Un petit village peuplé d'irréductibles Gaulois ?... Non, un petit village breton peuplé d'irréductibles Bretons, résiste encore et toujours aux opérations subtiles et silencieuses de débretonisation du département de Loire-Atlantique qui, comme chacun sait, ne fait pas partie de la Bretagne administrative, mais d'une région « Pays de la Loire » créée de toutes pièces en 1957 avec les anciennes provinces de l'Anjou, du Maine et de l'ancien comté nantais qui faisait partie de la Bretagne depuis plus de 1000 ans.
Ce village est La Remaudière, tout près de la perle bretonne de Clisson, ce trésor historique fabuleux et méconnu, qui gardait d'antan le duché des invasions françaises.
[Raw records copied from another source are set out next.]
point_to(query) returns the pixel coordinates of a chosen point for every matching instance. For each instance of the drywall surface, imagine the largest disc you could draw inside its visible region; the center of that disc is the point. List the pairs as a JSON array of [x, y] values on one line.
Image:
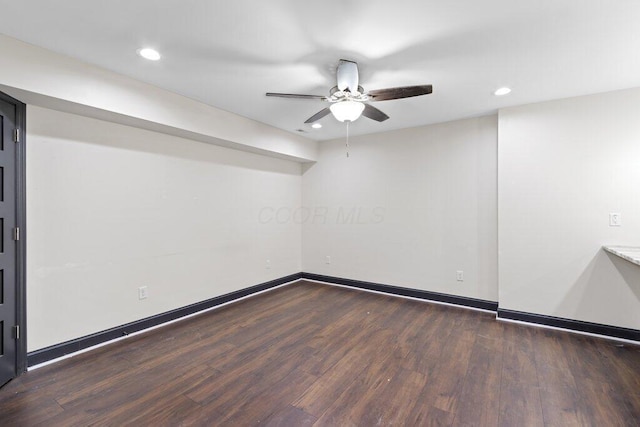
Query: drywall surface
[[111, 208], [408, 208], [41, 77], [564, 166]]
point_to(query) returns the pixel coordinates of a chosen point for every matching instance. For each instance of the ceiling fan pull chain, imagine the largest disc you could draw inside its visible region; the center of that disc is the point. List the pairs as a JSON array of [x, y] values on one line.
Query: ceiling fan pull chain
[[348, 138]]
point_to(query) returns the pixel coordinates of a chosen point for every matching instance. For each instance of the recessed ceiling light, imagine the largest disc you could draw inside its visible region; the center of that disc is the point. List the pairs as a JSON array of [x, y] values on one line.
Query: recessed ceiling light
[[148, 53], [502, 91]]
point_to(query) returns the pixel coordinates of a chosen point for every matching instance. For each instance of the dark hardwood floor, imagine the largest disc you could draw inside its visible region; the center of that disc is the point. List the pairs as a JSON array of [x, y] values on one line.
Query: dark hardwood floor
[[310, 354]]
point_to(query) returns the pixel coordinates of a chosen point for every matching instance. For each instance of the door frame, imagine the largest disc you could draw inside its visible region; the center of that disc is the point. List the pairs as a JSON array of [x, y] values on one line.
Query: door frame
[[21, 222]]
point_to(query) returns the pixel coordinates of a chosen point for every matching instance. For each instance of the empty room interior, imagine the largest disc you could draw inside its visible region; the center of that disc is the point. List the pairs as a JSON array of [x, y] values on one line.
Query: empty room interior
[[334, 213]]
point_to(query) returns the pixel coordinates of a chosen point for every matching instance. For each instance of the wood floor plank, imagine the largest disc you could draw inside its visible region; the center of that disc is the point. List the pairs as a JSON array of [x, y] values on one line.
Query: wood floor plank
[[482, 379], [312, 354], [520, 402]]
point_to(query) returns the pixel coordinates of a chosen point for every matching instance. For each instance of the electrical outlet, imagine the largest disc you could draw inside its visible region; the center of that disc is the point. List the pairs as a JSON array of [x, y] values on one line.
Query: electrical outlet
[[615, 220]]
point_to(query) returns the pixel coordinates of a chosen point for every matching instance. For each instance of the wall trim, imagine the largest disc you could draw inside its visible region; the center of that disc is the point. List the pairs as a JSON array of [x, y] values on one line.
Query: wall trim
[[572, 325], [58, 350], [406, 292]]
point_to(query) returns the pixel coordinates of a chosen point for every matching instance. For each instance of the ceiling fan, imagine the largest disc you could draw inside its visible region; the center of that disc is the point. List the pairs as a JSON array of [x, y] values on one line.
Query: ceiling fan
[[349, 100]]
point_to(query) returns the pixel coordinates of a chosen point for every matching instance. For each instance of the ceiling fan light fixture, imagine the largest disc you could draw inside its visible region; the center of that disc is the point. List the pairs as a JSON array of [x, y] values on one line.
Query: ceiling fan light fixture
[[347, 110]]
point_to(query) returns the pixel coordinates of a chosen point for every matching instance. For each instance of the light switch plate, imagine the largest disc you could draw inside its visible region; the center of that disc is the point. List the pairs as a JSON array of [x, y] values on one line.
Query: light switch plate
[[615, 220]]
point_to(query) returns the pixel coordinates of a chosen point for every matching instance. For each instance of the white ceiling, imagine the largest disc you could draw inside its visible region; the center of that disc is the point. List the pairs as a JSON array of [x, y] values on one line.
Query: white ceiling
[[229, 53]]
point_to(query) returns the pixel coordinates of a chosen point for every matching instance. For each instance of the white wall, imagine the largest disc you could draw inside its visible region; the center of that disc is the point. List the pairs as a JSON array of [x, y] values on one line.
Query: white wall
[[38, 76], [563, 167], [407, 208], [111, 208]]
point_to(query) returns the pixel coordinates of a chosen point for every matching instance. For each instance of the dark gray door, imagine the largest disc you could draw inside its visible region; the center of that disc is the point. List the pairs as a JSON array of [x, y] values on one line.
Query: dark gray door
[[8, 285]]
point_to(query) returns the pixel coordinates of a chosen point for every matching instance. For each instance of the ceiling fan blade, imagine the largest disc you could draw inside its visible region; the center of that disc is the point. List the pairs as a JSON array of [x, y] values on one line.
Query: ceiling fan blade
[[373, 113], [399, 92], [296, 96], [347, 75], [317, 116]]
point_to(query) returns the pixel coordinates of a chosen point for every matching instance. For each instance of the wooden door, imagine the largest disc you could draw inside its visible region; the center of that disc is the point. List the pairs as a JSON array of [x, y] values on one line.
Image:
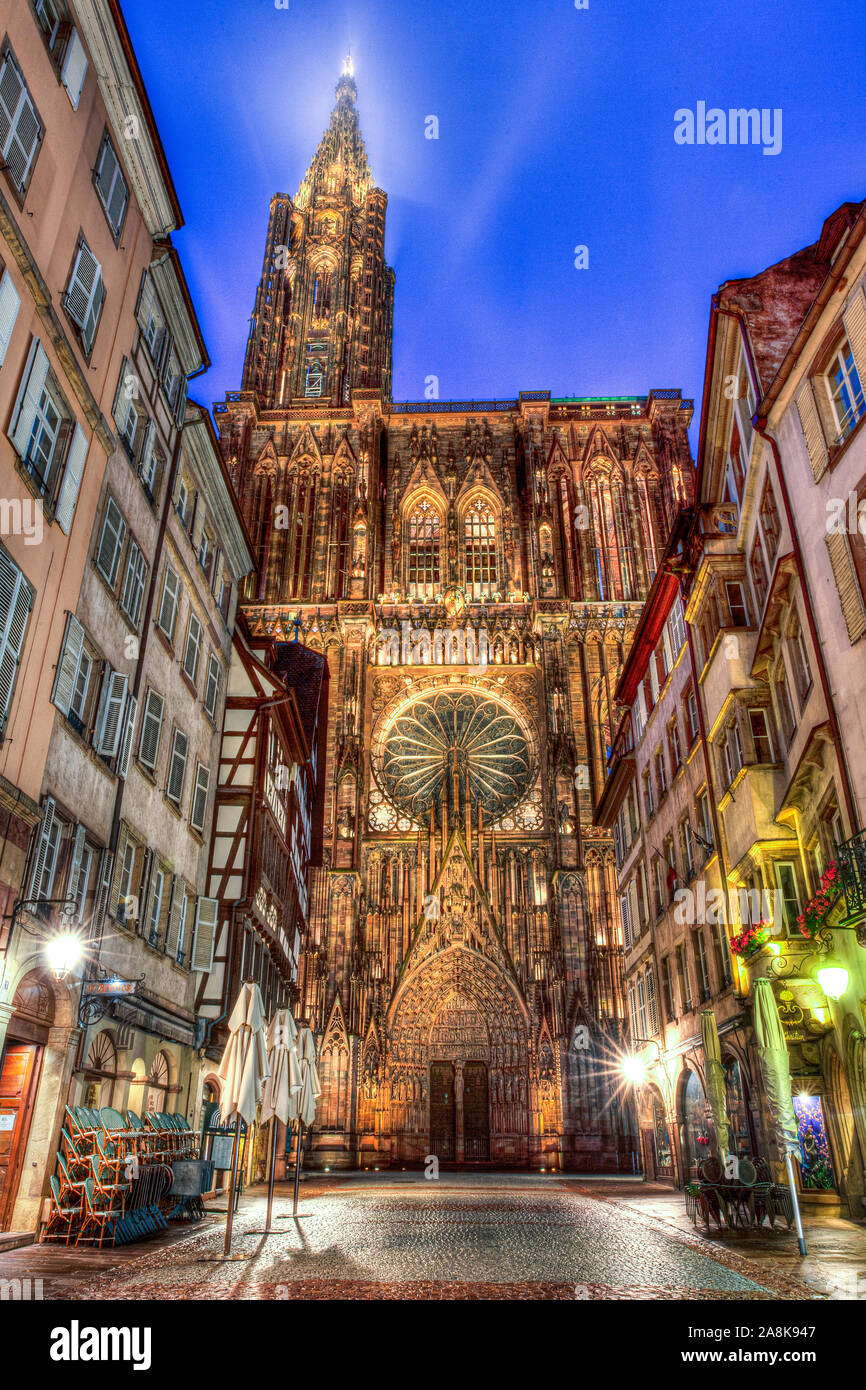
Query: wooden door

La Remaudière est au coeur du Vignoble Nantais, pas très loin du Maine-et-Loire (ancienne province de l'Anjou comme son nom ne l'indique pas).
En 2008, c'est Alan Coraud qui en est devenu le maire devançant 5 autres listes. Son premier acte, hautement symbolique, fut de hisser un Gwenn ha Du au fronton de la mairie. Approuvé d'ailleurs par l'ensemble des conseillers municipaux sauf un, nous précise Alan.
Coraud menait son combat pour sauver l'âme bretonne du Vignoble Nantais depuis déjà longtemps. Son nouveau mandat légitimise un peu plus sa vision des choses et donne plus d'aura à l'identité qu'il défend. Tout spécialement, il se bat pour conserver le label Muscadet, vin breton. Il refuse l'appellation « Val de Loire » qu'on essaye d'imposer aux viticulteurs du vignoble. Il avoue que "le Muscadet est dans une crise sans précédent à cause de sa perte d'identité, d'image, de référence à l'Océan, le Massif Armoricain, Le Pays Nantais , la Bretagne ....bref tout ce qui a fait son succès en Europe et dans une moindre mesure en France sauf les Bretons de Paris et de Bretagne qui s'identifiaient à leur vin ".
D'ailleurs il n'hésite pas à préciser que le NON est possible comme pour les paludiers de Guérande ou les professionnels du tourisme en Loire-Atlantique, qui ont bien compris ce qu'ils avaient à perdre s'ils abandonnaient, comme on le leur demandait, le label « Bretagne » – pour un vague et vide de sens « Pays de la Loire ». Malheureusement la majorité des viticulteurs du Vignoble Nantais « n'ont pas senti venir le danger » déplore Alan Coraud.
Alan place son combat sur le plan de la démocratie, pas sur celui du nationalisme. Il ne s'agit pas d'une lutte entre deux identités précise-t-il, mais d'un combat entre les démocrates et les républicains. Bien sûr, il ne s'agit pas là de « démocrates » et de « républicains » à la sauce américaine, mais bien du nouveau clivage de l'hexagone qui, progressivement, remplace l'ancienne gauche-droite.
Pour Alan, les républicains sont les partisans du système français, dit « jacobin », ce sont ceux qui parlent constamment des valeurs de la république mais qui ne font que défendre un ensemble de privilèges établis par une région, l'Île-de-France, qui a réussi à imposer sa langue, son droit, sa culture et surtout la subordination du reste du territoire à ses propres intérêts. Ce sont souvent de simples nationalistes français déguisés nous explique Alan – qui vient aussi de l'expliquer à un journaliste de L'Express venu tout spécialement l'interviewer à La Remaudière..
« Moi je suis un démocrate », affirme le Maire de la Rémaudière. Les démocrates étant ceux qui croient au respect du droit des minorités et à la dévolution, ceux qui croient en une démocratie véritable des citoyens, représentés par d'autres citoyens sans cumul de mandats, et consultés régulièrement par référendums à tous les échelons des collectivités. Là est la force tranquille du maire : sa conviction de se battre pour la démocratie. Conscient de faire avancer les choses, il admet que s'il s'était présenté sous l'étiquette d'un parti breton, il n'aurait pas été élu. Il regrette cette situation mais explique que ce n'est pas nécessaire pour agir. Il y a en effet des choses qui ne peuvent pas attendre.